For others, there may not be any obvious trigger as to why they are finding some aspects of school and/or home life difficult.

As well as offering new ways of dealing with challenging behaviour, THRIVE also offers both teaching staff and parents useful approaches to working with and helping any child who is experiencing emotional upheaval, whether short or long term. This is not a quick-fix; it takes time and commitment to see results. However, from research it is clear that early intervention to support children’s needs is the most effective approach to preventing issues becoming more problematic in later life.

How do you know if my child needs support?

A THRIVE assessment helps us to identify emotional developmental needs as early as possible, in order to support and meet those needs on an individual basis. Each year, children are assessed at a whole class level (the assessment isn't a test, it is based on evidence from what we see children do every day).

The assessment then helps us to identify areas for whole-class intervention, group intervention and those who need bespoke support on an individual basis.

What happens if my child needs bespoke support?

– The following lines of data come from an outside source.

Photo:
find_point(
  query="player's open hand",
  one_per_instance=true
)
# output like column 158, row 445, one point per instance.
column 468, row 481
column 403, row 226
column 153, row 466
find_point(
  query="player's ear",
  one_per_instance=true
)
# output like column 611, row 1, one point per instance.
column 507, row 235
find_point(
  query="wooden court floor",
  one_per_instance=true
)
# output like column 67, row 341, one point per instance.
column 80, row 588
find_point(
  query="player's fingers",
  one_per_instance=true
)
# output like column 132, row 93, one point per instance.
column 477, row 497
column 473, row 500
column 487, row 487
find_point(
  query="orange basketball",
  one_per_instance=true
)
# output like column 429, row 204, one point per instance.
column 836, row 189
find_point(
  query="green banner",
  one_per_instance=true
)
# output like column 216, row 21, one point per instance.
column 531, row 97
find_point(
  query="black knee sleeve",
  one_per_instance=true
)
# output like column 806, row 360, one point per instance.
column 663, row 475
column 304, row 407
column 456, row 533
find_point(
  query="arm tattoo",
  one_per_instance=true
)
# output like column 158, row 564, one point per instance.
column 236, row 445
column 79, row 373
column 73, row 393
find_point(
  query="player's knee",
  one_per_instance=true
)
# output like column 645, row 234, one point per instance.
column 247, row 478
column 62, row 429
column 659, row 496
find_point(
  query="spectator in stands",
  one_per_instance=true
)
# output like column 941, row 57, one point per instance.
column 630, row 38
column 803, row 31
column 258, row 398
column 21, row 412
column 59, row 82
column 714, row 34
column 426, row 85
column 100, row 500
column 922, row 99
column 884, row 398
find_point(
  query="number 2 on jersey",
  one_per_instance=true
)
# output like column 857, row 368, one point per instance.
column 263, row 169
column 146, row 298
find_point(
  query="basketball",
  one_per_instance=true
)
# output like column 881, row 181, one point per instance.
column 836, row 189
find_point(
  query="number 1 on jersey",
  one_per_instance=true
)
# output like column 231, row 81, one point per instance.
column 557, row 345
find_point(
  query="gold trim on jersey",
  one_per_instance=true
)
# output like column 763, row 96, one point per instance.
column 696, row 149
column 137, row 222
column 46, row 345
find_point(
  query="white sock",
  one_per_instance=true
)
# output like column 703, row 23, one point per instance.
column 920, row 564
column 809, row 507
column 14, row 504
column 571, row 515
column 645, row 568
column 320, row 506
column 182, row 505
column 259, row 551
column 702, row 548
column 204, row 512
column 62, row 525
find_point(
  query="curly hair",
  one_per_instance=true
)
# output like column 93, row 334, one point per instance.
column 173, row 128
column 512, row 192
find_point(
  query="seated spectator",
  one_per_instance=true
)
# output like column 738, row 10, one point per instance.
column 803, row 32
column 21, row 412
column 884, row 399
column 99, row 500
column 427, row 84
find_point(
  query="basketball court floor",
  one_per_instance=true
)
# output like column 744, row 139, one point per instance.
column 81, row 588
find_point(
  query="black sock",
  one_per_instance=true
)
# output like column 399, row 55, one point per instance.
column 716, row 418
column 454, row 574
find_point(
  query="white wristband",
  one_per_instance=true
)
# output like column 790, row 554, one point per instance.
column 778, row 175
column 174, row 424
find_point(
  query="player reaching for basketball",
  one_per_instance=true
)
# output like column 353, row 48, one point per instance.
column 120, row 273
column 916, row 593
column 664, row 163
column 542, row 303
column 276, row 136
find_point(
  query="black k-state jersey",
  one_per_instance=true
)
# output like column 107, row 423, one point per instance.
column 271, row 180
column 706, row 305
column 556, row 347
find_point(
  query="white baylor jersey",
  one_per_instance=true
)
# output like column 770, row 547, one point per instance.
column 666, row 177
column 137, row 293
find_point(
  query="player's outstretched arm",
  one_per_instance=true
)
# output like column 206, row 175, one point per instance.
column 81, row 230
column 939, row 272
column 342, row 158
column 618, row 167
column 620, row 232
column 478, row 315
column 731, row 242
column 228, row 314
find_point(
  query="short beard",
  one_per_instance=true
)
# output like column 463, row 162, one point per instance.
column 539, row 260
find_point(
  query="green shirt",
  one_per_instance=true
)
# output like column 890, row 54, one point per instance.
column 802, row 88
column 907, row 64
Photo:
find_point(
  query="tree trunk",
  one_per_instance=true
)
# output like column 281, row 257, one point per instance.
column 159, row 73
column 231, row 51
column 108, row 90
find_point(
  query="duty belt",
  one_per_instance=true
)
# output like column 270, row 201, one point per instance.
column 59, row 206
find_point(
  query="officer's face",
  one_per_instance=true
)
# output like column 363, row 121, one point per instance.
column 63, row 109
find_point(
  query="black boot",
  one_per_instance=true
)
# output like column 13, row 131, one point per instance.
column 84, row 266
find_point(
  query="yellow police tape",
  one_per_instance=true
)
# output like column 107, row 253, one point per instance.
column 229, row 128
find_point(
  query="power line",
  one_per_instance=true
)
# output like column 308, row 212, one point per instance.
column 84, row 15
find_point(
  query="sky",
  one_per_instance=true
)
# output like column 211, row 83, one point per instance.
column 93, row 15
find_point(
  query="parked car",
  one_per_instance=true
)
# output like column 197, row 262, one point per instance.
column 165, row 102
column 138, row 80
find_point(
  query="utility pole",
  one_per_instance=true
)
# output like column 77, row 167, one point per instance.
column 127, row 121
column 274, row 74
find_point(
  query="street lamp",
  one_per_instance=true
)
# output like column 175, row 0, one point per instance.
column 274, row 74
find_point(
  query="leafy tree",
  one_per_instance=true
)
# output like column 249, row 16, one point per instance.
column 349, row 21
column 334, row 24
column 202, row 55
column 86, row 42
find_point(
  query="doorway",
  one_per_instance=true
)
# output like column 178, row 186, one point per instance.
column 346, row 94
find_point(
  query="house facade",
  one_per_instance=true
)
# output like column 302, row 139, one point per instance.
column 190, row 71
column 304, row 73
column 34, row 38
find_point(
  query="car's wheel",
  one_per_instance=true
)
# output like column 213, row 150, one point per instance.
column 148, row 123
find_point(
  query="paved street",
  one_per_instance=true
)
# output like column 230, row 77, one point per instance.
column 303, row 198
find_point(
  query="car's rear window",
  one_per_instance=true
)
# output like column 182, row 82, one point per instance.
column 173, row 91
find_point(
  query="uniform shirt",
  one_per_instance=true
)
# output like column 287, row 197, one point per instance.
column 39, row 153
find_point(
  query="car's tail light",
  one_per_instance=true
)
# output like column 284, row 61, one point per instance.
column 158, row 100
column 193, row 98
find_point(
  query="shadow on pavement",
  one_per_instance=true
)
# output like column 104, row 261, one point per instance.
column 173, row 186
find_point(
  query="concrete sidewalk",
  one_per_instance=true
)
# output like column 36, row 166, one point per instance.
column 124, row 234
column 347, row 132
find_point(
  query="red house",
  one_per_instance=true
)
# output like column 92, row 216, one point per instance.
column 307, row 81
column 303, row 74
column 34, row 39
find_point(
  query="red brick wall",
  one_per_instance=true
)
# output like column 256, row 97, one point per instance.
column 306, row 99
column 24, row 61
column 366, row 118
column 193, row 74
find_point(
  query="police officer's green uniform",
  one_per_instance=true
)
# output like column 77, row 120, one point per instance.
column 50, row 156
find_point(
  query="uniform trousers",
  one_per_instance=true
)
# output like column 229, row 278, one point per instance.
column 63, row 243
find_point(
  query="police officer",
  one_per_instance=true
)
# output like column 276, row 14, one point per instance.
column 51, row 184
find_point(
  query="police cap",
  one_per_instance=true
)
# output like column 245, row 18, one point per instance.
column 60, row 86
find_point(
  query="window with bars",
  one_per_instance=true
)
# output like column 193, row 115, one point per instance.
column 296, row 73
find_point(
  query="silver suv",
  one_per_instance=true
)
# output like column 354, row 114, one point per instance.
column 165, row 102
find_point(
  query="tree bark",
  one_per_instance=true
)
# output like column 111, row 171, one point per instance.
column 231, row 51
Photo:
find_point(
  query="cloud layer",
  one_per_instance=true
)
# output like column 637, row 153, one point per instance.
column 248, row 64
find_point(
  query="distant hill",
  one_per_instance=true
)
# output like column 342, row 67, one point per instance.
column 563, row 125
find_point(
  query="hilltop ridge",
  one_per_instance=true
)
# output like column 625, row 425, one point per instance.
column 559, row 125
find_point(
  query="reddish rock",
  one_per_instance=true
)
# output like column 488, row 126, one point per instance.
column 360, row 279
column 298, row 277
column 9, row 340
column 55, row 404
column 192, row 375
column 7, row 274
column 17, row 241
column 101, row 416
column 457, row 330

A THRIVE Action Plan is a plan of activities tailored to support a child’s identified social and emotional learning targets. The activities are one-to-one and small group play and arts-based activities designed to help the child feel better about themselves; become more resilient and resourceful; form trusting, rewarding relationships; be compassionate and empathetic; and/or  be able to overcome difficulties and setbacks.

Activities might include playing in the sand, cooking, painting, model making, exploring difficult situations through role-play or comic strips, playing strategy games or projects focusing on the child’s own interests. 

Action Plans are shared with parents who are encouraged to do some of the activities at home with their child. 

Action Plans are reviewed regularly to monitor the progress children have made.